Generating Parent Records

Here is the beginning of the data generation code. The BlankSet is a single empty "seed" record, used to start the process. The CountCSZ attribute simply defines the maximum number of city, state, zip combinations that are available for use in subsequent calculations that will determine which to use in a given record.

The purpose of this code is to generate 1,000,000 unique first/last name records as a starting point. The NORMALIZE operation is unique in that its second parameter defines the number of times to call the TRANSFORM function for each input record. This makes it uniquely suited to generating the kind of "bogus" data we need.

We're doing two NORMALIZE operations here.

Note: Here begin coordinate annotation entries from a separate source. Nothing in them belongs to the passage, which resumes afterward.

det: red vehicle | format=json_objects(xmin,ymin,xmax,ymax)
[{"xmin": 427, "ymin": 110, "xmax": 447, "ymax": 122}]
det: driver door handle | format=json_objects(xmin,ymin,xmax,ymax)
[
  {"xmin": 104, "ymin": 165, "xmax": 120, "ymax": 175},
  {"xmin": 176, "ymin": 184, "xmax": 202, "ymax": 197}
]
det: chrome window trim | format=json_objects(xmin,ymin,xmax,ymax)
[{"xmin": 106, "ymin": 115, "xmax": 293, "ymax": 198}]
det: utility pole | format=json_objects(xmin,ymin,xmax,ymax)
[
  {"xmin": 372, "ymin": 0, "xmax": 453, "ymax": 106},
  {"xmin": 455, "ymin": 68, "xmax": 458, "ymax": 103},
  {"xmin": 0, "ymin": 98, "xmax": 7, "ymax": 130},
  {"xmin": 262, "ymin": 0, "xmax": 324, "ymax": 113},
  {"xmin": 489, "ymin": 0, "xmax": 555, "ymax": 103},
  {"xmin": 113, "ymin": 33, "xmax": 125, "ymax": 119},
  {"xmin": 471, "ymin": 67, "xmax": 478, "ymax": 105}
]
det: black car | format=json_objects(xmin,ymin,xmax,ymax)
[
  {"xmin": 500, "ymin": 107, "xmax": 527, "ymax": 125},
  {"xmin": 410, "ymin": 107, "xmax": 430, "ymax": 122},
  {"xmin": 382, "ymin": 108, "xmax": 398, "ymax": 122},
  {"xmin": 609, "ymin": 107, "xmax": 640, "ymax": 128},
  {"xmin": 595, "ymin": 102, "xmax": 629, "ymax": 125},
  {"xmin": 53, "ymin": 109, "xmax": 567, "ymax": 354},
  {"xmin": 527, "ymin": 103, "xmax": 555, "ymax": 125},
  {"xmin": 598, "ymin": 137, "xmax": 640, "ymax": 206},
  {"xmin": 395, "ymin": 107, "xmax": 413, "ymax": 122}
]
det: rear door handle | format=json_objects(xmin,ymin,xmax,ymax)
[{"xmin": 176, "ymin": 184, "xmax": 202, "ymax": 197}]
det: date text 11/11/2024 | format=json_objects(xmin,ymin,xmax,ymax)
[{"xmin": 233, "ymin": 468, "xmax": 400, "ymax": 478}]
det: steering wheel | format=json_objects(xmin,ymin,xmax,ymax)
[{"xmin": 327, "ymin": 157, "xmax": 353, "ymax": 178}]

The first generates 1,000 records with unique first names from the single blank record in the BlankSet inline DATASET. Then the second takes the 1,000 records from the first NORMALIZE and creates 1,000 new records with unique last names for each input record, resulting in 1,000,000 unique first/last name records.

One interesting "trick" here is the use of a single TRANSFORM function for both of the NORMALIZE operations. Defining the TRANSFORM to receive one "extra" (third) parameter than it normally takes is what allows this. This parameter simply flags which NORMALIZE pass the TRANSFORM is doing.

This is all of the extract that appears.